Pharmacists need fair payment, access to improve health care, journal asserts
NEW YORK The nation’s community pharmacists are highly trained but underutilized healthcare resources, and their full potential as contributing members of a new, more effective health-and-wellness network won’t be realized until they’re properly paid for their services, given full access to patient medical records and inducted fully into the healthcare team.
So says a new report from B. Joseph Guglielmo in the Archives of Internal Medicine. In a lengthy commentary on the role pharmacists could play in improving chronic disease management, Guglielmo noted that pharmacists won’t be able to fully engage with a more cost-effective, outcomes-based healthcare system until fundamental changes are made to the nation’s healthcare reimbursement system and collaborative practice structure.
“A growing body of research demonstrates the valuable role of pharmacists in chronic disease management in outpatient clinic settings,” Guglielmo wrote. However, he added, “it has been … difficult to achieve the full vision of the pharmacist's role in the healthcare team in community pharmacies.

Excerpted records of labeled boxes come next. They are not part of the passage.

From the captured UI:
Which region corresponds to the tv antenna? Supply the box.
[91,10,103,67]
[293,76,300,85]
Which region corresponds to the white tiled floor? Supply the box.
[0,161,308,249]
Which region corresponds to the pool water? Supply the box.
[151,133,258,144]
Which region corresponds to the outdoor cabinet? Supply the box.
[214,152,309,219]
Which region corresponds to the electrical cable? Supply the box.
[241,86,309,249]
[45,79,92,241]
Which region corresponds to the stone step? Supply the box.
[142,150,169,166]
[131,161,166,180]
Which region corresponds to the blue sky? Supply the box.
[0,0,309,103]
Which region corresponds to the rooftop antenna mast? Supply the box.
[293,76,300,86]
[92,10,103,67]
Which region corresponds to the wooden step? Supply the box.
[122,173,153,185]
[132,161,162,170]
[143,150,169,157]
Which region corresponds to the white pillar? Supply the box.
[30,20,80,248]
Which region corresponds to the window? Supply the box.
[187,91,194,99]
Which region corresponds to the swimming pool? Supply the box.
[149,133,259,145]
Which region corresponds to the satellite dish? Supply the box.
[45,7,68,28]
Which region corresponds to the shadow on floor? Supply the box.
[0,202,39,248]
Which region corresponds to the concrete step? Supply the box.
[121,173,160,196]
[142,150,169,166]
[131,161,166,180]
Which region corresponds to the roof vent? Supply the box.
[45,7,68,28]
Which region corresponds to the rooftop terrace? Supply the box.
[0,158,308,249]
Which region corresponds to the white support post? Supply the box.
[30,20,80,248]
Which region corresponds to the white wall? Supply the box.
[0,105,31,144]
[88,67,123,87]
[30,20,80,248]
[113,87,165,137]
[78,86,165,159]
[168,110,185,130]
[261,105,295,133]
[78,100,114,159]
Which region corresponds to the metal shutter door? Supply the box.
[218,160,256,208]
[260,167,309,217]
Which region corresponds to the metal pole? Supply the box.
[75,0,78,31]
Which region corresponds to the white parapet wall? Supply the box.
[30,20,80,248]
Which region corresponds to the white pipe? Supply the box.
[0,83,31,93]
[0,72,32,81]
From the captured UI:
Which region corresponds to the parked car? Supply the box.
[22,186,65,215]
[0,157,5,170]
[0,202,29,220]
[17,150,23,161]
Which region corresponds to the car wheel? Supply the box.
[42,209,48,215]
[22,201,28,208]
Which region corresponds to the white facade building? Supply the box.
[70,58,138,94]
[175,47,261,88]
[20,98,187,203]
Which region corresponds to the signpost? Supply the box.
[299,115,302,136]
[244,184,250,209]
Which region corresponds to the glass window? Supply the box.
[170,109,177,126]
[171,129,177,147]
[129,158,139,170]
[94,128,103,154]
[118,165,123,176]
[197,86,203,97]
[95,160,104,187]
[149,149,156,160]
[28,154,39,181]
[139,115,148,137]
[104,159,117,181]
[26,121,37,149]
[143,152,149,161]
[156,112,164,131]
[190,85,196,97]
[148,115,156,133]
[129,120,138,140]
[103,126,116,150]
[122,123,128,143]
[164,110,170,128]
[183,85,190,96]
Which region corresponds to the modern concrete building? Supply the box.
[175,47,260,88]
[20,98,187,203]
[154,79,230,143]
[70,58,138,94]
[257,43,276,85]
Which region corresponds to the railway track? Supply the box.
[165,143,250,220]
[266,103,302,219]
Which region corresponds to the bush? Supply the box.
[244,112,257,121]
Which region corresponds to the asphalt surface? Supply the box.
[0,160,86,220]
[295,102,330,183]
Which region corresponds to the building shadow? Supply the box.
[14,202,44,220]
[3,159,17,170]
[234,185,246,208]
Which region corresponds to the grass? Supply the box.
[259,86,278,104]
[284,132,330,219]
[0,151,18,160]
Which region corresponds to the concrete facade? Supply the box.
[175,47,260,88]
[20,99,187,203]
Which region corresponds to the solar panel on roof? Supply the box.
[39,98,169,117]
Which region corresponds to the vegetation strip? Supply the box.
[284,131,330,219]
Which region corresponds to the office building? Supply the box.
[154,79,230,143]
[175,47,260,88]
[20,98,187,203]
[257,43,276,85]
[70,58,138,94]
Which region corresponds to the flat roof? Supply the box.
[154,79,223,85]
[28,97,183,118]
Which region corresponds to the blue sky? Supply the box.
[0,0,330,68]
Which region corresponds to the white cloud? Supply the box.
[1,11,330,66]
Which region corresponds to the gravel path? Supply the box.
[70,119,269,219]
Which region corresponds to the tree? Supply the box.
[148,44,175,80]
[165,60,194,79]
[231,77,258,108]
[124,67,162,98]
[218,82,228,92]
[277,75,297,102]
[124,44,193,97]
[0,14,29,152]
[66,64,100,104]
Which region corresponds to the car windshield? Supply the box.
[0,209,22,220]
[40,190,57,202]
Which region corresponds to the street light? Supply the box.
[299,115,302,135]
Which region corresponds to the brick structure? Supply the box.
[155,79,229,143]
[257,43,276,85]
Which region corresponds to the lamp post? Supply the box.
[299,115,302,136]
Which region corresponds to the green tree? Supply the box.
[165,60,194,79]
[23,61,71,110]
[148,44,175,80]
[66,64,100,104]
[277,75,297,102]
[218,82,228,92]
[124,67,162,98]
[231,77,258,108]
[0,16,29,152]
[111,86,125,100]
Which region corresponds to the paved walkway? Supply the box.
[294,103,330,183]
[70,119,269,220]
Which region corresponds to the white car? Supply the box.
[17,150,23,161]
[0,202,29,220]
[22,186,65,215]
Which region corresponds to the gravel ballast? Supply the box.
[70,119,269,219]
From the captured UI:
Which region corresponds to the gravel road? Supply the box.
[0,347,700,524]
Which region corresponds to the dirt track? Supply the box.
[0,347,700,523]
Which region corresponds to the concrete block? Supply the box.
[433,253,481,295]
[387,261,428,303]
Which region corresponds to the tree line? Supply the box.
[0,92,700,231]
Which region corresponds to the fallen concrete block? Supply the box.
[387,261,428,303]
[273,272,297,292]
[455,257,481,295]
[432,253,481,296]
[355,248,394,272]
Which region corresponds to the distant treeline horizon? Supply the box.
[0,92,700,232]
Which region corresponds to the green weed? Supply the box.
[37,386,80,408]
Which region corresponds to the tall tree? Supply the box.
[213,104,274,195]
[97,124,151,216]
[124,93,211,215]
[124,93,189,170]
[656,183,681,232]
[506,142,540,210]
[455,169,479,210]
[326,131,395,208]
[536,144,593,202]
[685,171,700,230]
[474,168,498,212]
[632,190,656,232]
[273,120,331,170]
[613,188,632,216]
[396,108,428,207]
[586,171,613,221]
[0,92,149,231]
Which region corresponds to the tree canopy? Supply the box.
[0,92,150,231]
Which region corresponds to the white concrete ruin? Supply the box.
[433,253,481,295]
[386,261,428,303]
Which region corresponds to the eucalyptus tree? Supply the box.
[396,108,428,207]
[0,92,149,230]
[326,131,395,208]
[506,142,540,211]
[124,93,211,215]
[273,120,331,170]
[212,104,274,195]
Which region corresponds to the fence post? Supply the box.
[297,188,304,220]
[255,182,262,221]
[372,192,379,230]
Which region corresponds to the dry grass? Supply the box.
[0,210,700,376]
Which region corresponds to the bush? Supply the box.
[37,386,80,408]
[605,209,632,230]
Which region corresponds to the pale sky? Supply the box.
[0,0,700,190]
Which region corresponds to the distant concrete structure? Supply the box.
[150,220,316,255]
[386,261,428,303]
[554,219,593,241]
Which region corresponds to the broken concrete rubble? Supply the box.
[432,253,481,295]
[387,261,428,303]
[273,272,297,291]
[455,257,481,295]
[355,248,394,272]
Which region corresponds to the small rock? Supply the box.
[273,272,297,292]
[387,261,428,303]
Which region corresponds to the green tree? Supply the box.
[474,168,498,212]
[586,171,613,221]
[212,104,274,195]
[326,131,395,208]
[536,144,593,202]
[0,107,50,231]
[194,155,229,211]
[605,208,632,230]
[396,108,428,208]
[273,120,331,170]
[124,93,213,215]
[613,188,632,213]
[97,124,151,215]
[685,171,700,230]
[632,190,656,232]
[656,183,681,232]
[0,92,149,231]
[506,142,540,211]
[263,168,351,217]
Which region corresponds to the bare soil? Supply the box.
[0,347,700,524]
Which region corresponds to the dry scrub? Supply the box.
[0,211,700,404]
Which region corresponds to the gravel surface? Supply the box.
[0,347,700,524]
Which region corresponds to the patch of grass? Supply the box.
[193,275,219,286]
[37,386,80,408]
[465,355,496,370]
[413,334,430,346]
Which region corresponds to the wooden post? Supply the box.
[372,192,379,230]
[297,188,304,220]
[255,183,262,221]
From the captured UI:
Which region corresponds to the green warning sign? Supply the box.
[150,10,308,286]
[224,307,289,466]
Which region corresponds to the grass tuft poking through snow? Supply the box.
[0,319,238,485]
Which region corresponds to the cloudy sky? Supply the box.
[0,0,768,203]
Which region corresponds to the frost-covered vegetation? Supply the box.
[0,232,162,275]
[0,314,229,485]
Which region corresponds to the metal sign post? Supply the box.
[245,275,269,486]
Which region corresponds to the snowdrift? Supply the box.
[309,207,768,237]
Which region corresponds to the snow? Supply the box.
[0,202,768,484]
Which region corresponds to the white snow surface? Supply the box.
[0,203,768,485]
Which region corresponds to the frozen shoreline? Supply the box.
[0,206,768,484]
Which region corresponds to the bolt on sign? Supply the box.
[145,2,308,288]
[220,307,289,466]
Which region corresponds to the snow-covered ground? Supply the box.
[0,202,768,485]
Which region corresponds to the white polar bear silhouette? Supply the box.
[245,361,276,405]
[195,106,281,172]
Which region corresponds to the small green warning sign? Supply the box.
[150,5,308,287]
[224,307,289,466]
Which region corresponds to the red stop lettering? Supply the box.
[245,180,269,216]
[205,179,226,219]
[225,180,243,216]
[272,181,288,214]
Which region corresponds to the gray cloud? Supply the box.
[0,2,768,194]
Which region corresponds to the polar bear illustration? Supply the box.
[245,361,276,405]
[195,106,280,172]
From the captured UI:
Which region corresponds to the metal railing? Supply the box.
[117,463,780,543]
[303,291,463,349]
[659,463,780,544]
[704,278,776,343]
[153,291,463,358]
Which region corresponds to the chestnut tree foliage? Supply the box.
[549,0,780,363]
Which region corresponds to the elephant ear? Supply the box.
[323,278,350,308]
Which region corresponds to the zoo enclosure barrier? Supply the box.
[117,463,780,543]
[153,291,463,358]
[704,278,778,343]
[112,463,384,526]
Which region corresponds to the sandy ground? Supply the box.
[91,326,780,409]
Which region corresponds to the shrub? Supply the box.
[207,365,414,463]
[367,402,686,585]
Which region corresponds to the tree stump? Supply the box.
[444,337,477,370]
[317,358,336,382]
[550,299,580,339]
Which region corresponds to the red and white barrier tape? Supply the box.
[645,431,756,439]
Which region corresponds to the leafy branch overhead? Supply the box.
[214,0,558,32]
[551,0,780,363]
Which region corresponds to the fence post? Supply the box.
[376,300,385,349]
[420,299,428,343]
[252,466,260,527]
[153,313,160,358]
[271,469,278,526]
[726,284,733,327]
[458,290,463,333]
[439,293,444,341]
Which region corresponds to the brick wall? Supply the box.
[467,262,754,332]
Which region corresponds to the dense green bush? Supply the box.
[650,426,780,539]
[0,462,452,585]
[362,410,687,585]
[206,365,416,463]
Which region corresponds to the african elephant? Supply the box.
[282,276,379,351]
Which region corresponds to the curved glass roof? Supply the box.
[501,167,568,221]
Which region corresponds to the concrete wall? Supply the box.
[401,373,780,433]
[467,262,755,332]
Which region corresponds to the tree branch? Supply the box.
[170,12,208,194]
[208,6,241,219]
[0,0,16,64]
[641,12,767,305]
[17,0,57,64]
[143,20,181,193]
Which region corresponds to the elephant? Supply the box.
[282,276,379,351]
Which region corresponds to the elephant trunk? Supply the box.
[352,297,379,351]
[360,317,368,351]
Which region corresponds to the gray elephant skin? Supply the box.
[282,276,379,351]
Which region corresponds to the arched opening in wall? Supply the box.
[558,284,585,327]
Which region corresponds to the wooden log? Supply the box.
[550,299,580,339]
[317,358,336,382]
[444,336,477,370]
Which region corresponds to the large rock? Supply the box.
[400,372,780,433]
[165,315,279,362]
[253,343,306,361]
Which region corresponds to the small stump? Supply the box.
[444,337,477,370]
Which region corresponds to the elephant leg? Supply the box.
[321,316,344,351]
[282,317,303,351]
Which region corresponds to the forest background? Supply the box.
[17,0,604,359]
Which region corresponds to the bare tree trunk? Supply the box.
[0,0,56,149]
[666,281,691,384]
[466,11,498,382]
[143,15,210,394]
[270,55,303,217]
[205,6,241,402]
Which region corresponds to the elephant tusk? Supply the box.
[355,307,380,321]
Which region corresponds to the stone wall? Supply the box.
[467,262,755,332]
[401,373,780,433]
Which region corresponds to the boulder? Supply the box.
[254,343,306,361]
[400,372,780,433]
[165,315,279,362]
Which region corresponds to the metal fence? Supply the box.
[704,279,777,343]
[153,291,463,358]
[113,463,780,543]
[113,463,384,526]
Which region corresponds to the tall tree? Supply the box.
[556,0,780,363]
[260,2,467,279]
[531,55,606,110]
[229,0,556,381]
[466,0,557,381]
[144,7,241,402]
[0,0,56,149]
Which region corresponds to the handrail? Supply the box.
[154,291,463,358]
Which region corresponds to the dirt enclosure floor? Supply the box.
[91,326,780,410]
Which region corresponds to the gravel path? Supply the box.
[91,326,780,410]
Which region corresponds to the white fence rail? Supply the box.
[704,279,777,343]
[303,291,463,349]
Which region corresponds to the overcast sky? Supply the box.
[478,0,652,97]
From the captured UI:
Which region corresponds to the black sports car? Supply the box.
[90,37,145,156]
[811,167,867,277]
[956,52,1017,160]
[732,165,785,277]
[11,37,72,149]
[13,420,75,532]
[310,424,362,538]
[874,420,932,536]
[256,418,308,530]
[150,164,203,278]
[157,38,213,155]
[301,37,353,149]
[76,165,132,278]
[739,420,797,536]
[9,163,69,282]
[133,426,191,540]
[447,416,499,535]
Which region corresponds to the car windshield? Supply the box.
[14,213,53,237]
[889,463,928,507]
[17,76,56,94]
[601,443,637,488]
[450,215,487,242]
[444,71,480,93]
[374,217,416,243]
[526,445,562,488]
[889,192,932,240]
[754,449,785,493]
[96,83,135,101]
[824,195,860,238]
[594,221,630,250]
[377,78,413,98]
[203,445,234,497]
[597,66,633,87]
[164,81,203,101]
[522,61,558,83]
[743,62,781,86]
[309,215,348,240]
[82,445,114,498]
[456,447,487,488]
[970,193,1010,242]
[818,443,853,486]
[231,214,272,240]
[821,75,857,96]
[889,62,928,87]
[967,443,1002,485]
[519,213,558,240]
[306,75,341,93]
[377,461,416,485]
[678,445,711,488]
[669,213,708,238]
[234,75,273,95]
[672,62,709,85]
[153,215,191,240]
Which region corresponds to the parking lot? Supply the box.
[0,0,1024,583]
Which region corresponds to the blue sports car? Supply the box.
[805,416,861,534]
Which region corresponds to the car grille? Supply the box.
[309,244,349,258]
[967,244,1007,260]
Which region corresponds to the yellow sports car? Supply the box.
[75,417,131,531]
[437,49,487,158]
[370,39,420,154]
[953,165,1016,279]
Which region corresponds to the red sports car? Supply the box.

“Most community pharmacists are isolated; they lack access to medical records with important information and in which they can document their interventions for the rest of the team. Communication with other healthcare providers is intermittent and most often telephonic,” the author noted. “Critically, community pharmacies are reimbursed for drug products dispensed, not for medication therapy management provided by employee pharmacists.
“Because pharmacies staff accordingly, there is little time for pharmacists to provide these services voluntarily,” Guglielmo wrote.
It doesn’t have to be that way, Guglielmo added. He cited the Asheville Project as proof that community pharmacists can bring real cost savings and health benefits to health-plan payers and patients, provided those pharmacists are given membership in an integrated health provider network -- and are adequately compensated for their time, training and professional skills to engage with patients and monitor their progress.
“In the Asheville Project, diabetic employees of the city of Asheville, N.C., as well as those from the Mission-St Joseph Health System, were offered general pharmacy care by trained community pharmacists," the article noted. The result, according to its author: “Mean hemoglobin A1c and lipid levels improved, and the total mean direct medical costs decreased by $1,200 to $1,872 per patient per year compared with baseline.”
Akey factor in that success, Guglielmo added, is the fact that “pharmacists participating in the Asheville Project had access to medical records … and they were reimbursed for their clinical care.”
The new health-reform law will expand coverage to an additional 32 million Americans, he pointed out. However, Guglielmo noted, “Access to health care remains bureaucratic and limited."
“Pharmacists practicing in community pharmacies, which are widely distributed throughout the United States, could potentially expand access to care, particularly in the areas of preventive medicine and chronic disease management. However, an economic model that is solely driven by prescriptions filled per day will not unleash the full potential of these well-trained but clinically underused professionals,” he reported in Archives.
In short, Guglielmo said, “It is clear that an economic model that gives community pharmacists incentives to participate in risk reduction and chronic disease management must evolve.”